Cultivation of medicinal plants is not only a means for meeting current and future demands for large volume production of plant-based drug and herbal remedies, but also a means of relieving harvest pressure on wild populations. Scutellaria baicalensis Georgi (Huang-qin or Chinese skullcap) is a very important medicinal plant in China. Over the past several decades, wild resource of this species has suffered rapid declines and large-scale cultivation was initiated to meet the increasing demand for its root. However, the genetic impacts of recent cultivation on S. baicalensis have never been evaluated. In this study, the genetic diversity and genetic structure of 28 wild and 22 cultivated populations were estimated using three polymorphic chloroplast fragments. The objectives of this study are to provide baseline data for preserving genetic resource of S. baicalensis and to evaluate the genetic impacts of recent cultivation on medicinal plants, which may be instructive to future cultivation projects of traditional Chinese medicinal plants.

Results

Thirty-two haplotypes of S. baicalensis (HapA-Y and Hap1-7) were identified when three chloroplast spacers were combined. These haplotypes constituted a shallow gene tree without obvious clusters for cultivated populations, suggesting multiple origins of cultivated S. baicalensis. Cultivated populations (hT = 0.832) maintained comparable genetic variation with wild populations (hT = 0.888), indicating a slight genetic bottleneck due to multiple origins of cultivation. However, a substantial amount of rare alleles (10 out of 25 haplotypes within wild populations) lost during the course of S. baicalensis cultivation. The genetic differentiation for cultivated group (GST = 0.220) was significantly lower than that of wild group (GST = 0.701). Isolation by distance analysis showed that the effect of geographical isolation on genetic structure was significant in wild populations (r = 0.4346, P < 0.0010), but not in cultivated populations (r = 0.0599, P = 0.2710).

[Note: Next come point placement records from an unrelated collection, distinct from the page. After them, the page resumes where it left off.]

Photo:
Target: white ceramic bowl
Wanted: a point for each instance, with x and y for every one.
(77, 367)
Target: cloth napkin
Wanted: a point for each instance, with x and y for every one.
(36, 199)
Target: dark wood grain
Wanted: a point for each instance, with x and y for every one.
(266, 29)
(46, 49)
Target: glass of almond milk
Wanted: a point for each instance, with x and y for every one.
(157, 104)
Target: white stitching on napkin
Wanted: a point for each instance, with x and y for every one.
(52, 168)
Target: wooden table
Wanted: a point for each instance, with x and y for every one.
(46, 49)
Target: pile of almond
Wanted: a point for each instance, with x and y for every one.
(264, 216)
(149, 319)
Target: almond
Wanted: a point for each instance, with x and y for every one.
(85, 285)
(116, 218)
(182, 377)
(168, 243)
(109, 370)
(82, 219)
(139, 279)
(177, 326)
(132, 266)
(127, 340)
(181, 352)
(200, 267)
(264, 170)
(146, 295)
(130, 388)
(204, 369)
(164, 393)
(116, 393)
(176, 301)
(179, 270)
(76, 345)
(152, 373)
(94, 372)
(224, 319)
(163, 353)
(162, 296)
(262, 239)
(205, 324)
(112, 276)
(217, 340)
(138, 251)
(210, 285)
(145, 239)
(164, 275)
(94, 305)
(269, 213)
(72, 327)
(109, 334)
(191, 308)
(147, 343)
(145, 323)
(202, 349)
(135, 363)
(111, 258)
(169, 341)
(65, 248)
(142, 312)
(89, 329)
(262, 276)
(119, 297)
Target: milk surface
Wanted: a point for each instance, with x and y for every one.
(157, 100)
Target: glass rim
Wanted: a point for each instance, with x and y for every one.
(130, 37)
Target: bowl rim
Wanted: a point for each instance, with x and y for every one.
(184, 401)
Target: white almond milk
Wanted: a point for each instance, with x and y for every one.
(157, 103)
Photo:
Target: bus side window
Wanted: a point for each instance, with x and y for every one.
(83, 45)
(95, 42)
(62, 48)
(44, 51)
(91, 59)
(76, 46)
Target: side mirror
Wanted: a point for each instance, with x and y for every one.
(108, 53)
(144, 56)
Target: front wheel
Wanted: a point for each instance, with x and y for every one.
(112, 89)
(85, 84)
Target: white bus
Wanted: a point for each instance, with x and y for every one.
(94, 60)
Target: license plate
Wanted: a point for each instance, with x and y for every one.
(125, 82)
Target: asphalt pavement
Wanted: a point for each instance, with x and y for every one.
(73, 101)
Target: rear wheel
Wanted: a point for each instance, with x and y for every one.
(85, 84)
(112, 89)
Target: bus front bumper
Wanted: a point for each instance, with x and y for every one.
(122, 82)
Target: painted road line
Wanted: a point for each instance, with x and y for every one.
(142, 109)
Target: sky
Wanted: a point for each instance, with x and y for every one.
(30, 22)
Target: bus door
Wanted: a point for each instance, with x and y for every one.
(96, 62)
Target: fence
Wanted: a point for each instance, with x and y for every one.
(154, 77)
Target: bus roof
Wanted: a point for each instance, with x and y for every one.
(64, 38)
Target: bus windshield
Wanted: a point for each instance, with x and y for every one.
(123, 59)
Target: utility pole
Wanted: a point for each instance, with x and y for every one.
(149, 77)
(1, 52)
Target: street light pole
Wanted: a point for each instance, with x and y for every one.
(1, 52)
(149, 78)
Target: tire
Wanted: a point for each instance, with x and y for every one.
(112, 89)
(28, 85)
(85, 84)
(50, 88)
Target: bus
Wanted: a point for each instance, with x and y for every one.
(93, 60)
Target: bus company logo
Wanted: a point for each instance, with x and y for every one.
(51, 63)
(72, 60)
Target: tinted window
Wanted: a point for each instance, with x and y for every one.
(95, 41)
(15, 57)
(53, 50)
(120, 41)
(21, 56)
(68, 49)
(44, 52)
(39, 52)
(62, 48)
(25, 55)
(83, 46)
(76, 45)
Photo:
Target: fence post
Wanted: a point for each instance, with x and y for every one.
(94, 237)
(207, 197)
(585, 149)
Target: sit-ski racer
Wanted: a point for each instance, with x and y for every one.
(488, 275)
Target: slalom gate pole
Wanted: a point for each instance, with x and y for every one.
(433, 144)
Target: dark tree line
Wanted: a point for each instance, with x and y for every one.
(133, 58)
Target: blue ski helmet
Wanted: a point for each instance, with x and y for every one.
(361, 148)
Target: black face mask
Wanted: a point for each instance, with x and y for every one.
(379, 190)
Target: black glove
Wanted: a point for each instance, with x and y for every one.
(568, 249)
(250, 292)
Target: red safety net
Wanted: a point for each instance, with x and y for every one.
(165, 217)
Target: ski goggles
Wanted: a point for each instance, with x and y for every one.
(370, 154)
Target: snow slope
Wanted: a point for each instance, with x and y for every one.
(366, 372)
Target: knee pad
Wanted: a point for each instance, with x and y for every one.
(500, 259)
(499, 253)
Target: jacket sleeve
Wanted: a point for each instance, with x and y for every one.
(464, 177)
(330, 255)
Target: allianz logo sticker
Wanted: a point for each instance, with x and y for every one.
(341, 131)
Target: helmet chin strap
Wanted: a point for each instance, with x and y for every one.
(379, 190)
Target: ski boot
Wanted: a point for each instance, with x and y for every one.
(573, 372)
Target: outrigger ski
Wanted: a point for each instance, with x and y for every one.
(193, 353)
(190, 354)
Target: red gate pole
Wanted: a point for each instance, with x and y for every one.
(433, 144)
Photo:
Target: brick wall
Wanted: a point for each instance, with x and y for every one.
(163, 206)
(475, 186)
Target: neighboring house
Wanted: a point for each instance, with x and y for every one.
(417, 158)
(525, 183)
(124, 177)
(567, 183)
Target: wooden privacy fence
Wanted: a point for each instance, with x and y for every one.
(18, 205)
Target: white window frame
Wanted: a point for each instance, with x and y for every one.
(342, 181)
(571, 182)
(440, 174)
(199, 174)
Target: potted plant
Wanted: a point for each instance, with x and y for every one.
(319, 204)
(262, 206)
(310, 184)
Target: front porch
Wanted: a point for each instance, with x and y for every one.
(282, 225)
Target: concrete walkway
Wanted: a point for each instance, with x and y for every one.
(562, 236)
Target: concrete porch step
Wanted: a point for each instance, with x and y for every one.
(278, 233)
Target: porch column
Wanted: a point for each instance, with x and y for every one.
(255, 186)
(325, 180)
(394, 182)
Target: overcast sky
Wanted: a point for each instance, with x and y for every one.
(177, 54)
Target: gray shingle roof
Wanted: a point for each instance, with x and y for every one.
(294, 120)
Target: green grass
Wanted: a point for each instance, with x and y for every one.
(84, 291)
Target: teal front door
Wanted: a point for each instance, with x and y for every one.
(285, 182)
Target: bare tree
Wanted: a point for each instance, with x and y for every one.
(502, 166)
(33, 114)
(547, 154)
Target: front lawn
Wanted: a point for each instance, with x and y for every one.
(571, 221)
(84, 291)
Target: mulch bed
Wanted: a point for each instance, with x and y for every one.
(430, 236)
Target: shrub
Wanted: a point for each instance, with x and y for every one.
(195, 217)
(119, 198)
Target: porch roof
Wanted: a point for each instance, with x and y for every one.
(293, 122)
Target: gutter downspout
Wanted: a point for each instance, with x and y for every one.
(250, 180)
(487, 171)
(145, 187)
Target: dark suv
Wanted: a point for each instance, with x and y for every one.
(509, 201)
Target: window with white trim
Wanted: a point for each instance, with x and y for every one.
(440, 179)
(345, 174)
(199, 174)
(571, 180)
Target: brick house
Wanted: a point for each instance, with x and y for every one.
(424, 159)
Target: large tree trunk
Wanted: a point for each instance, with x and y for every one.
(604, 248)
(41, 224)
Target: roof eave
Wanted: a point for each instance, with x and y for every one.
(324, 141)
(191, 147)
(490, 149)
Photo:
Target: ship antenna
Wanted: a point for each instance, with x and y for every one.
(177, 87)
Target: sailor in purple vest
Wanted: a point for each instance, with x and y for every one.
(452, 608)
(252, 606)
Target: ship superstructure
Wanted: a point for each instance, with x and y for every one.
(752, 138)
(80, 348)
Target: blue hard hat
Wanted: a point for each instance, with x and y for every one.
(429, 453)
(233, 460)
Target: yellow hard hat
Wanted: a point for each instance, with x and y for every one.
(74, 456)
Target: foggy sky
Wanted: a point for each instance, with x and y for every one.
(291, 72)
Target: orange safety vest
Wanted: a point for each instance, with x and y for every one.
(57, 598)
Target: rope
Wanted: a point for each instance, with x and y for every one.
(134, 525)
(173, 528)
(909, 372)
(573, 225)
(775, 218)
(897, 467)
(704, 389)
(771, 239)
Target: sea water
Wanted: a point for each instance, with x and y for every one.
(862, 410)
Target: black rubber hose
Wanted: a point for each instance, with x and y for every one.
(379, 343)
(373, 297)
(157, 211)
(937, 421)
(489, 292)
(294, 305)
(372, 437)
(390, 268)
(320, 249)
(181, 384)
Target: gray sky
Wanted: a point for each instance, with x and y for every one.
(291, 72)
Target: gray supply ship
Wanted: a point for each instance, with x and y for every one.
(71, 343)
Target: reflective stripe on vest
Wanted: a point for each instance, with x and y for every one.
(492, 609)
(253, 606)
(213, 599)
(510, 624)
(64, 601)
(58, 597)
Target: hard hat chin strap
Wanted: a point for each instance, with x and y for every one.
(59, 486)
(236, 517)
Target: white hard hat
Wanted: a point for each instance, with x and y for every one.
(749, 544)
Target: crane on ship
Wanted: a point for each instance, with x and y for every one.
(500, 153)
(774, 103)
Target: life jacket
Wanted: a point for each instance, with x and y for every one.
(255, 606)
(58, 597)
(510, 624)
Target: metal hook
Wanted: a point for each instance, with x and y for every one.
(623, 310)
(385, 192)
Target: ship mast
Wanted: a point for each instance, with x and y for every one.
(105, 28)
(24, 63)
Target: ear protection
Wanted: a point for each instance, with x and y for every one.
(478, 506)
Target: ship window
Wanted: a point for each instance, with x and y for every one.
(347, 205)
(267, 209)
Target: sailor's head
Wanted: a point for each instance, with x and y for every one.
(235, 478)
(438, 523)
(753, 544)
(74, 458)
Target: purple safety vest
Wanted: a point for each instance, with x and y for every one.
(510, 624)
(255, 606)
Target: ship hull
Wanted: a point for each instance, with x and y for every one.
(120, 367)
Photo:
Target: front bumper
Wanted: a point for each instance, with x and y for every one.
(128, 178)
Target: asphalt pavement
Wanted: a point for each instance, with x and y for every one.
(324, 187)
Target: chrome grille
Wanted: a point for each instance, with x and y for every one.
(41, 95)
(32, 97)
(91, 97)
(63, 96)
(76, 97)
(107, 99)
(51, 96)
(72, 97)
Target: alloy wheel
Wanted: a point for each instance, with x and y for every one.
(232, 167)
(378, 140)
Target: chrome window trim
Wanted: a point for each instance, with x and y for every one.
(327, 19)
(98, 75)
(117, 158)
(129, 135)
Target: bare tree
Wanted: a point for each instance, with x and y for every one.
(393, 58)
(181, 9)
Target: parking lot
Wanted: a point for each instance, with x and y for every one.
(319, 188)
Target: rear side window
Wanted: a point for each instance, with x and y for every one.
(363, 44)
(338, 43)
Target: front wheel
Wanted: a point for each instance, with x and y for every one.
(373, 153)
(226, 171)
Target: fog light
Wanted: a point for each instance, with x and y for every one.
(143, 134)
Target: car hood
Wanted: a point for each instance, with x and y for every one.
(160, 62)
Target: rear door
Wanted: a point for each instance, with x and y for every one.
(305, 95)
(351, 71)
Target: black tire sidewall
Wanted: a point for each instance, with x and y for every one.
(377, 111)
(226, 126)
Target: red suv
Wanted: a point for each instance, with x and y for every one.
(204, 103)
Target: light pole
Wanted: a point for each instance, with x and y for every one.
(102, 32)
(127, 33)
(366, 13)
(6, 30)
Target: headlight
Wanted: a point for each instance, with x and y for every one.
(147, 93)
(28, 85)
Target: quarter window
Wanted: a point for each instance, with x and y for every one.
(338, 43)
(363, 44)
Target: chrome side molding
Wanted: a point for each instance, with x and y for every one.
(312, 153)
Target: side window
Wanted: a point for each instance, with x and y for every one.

These genetic distribution patterns suggest that a transient cultivation history and the extensive seed change among different geographical areas during the course of S. baicalensis cultivation.

Conclusions

Although cultivated S. baicalensis maintains comparable genetic diversity relative to wild populations, recent cultivation has still imposed profound impacts on genetic diversity patterns of the cultivated S. baicalensis populations, i.e., the loss of rare alleles and homogenization of cultivated populations. This study suggests that conservation-by-cultivation is an effective means for protecting genetic resources of S. baicalensis, however, the wild resources still need to be protected in situ and the evolutionary consequences of extensive seed exchange mediated by human being should be monitored carefully.